El fordismo, creado por Henry Ford desde finales del siglo XIX, estableció un sistema de producción basado en una cadena de montaje estructurada en la que se obtenían unos bienes finales indiferenciados y en serie que se utilizaban para satisfacer las necesidades absolutas de las personas. Es decir, cubrían un espectro de utilidad básico para los ciudadanos, lo que necesitaban para vivir.
Con el aumento de la prosperidad y el desarrollo económico de una parte del mundo, los trabajadores siguen gastando y consumiendo lo que creen necesario para sobrevivir pero redistribuyen recursos para adquirir otros bienes de importancia más relativa pero que hacen sentirse mejor. Este consumo diferenciado está estimulado por los medios de comunicación, por medio de la publicidad que puede, en ocasiones, crear necesidades nuevas y relativas para que el comprador se interese por los nuevos productos.
En esta trasformación del consumo se tuvo en cuenta la pirámide de ingresos que existía. Se segmentó el mercado llevando a cabo unas acciones de estudio de los consumidores; el márketing se centró y especializó en reconocer las variables psico-sociológicas de un sector de mercado o de otro. En este caso, los precios se van estableciendo según lo que estos segmentos de problación están dispuestos a pagar y así ir poco a poco incrementándolos.
Con esta descentralización de la producción los empresarios observan que la cadena de montaje fordista no sirve para realizar unos productos específicos a un grupo determinado de población. Ya no tenía lugar una demanda tal que abasteciera esa producción masiva. Como consecuencia se deja un poco de lado la producción en serie troceándose la cadena en un nuevos productos más diferenciados.

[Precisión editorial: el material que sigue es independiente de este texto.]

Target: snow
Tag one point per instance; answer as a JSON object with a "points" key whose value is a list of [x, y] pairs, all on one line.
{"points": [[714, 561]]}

Las Pymes surgen en esta situación, empresas subcontratadas en muchos casos por las corporaciones a un precio más bajo para ensamblar un producto más complejo. Se produce una tecnología más flexible y polivalente. Es el llamado sistema dual mundial en el que las grandes empresas transnacionales gestionan los recursos que los llegan de las Pymes para sacar a la luz un determinado producto.
Pero la tendencia a partir de mediados de los años 70 es que muchas de esas Pymes, utilizando su poder y ventaja competitiva frente a los grandes conglomerados, se asocian y en pequeños distritos industriales desarrollan productos nuevos e innovadores. Es el caso de la región italiana de Emilia-Romaña en la que por medio de cooperativas, actualmente unas 8.000, se ha desarrollado la economía local de la zona, situándose la renta per cápita de la población un 50 por ciento por encima de la media nacional italiana.
Muchos países y zonas en desarrollo como las latinoamericanas podían utilizar y emplear su potencial comercial dando a conocer el trabajo que realizan en comunidad y que en muchos casos es eclipsado por el poder de las grandes multinacionales que se instalan en estas zonas y no permiten que se lleguen a desarrollar las comunidades apartadas y deprimidas económicamente pero con un alto poder creador e innovador.